The Doctor froze, his eyes locked on the screen. His hands hovered, stuck in the middle of half-realized commands, over the TARDIS controls. Clara frowned and poked his cheek. "You okay?" she asked, concerned.
He shook himself - literally shook, from head to toe, like a dog - and looked at his companion again. "I was human once." Before Clara could ask, he continued. "I mean, I thought I was human. I had to go undercover somewhere - for something - so I locked all of this -" He pointed at his brain, wiggling his fingers and his eyebrows in exaggerated explanation - "Into a watch. Or was it a compass?" He shrugged, ignoring Clara's incredulous look. "Anyway, I fell in love with this woman. John. No, I was John. She was Joan; that's right. John and Joan. Ridiculous. Should never have let that happen."
Clara seemed to have difficulty following this, but she didn't ask for details. "And... you loved her? Joan?"
The Doctor shrugged again, more harshly this time: it looked as though he were trying to dislodge a particularly insistent bug from his shoulders. "I think I did," he said absently, his hands finally landing on the TARDIS controls. "I don't remember. She was a nurse. Or a schoolteacher. Or a nurse. One of those."

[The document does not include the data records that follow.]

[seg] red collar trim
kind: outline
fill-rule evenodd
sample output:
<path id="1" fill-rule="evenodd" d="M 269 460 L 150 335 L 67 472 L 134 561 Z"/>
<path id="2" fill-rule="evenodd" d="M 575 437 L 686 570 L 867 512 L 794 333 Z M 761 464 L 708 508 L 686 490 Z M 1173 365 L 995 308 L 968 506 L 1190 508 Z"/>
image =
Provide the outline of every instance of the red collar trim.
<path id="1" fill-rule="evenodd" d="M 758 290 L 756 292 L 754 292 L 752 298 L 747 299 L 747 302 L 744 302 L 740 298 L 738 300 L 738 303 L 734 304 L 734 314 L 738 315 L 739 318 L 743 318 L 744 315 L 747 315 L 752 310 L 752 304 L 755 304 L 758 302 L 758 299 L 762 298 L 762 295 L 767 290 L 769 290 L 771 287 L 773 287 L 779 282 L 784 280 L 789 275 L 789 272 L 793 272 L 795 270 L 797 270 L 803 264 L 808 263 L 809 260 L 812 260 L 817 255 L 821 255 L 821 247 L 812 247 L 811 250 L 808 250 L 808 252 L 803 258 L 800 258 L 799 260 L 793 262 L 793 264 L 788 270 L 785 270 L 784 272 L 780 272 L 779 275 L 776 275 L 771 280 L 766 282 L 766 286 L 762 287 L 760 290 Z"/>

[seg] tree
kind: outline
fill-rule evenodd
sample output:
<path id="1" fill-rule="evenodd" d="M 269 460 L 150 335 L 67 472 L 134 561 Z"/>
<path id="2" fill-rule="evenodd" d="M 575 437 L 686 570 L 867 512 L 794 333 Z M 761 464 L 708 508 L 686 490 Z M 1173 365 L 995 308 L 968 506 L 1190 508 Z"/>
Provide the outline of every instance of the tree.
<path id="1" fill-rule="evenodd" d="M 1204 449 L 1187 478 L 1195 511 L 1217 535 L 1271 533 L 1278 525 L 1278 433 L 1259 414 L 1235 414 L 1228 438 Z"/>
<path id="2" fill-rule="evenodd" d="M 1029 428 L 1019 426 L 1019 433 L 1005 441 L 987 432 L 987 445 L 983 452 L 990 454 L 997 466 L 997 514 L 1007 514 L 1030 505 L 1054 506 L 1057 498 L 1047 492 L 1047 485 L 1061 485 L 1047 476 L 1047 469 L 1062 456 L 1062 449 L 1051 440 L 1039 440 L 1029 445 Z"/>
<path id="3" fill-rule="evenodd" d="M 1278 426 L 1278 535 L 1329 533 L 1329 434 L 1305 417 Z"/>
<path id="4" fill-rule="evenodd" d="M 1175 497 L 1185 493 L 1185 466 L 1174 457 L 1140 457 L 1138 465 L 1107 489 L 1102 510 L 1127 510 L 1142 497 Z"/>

Clara blinked, her lips lifting on one side. "A schoolteacher, hm?"
The Doctor shrugged yet again. "Yes, well," he said gruffly, looking at her from the corners of his eyes. "I suppose I have a type."
A long moment of silence followed as both individuals realized what he had said. Both straightened; both stared. Clara's mouth opened; the Doctor took a few steps back from her. Both swallowed; both spoke.
"Clara, I -"
"Doctor, did you -"
The TARDIS landed roughly, sending Clara stumbling to the edge of the platform away from the Doctor. He dove to the console, twisting the screen towards him to see where they had arrived. He laughed.
By the time Clara righted herself, the Doctor was standing at the open door, through which she could see her apartment. She looked at him, confused.
"Go wash up," he said quietly. "I'll come back later."
Clara strode back into her flat, too confused to argue. "Doctor -" she began, spinning around to confront him - but the door was closed, and before she could say or do anything else the TARDIS wheezed away, vanishing into the ether of time and space.
"I'll come back later," he'd said. Clara wasn't sure she believed him.
A.N
I'm fairly certain this is a one-shot. I had this scene in my head but nothing else.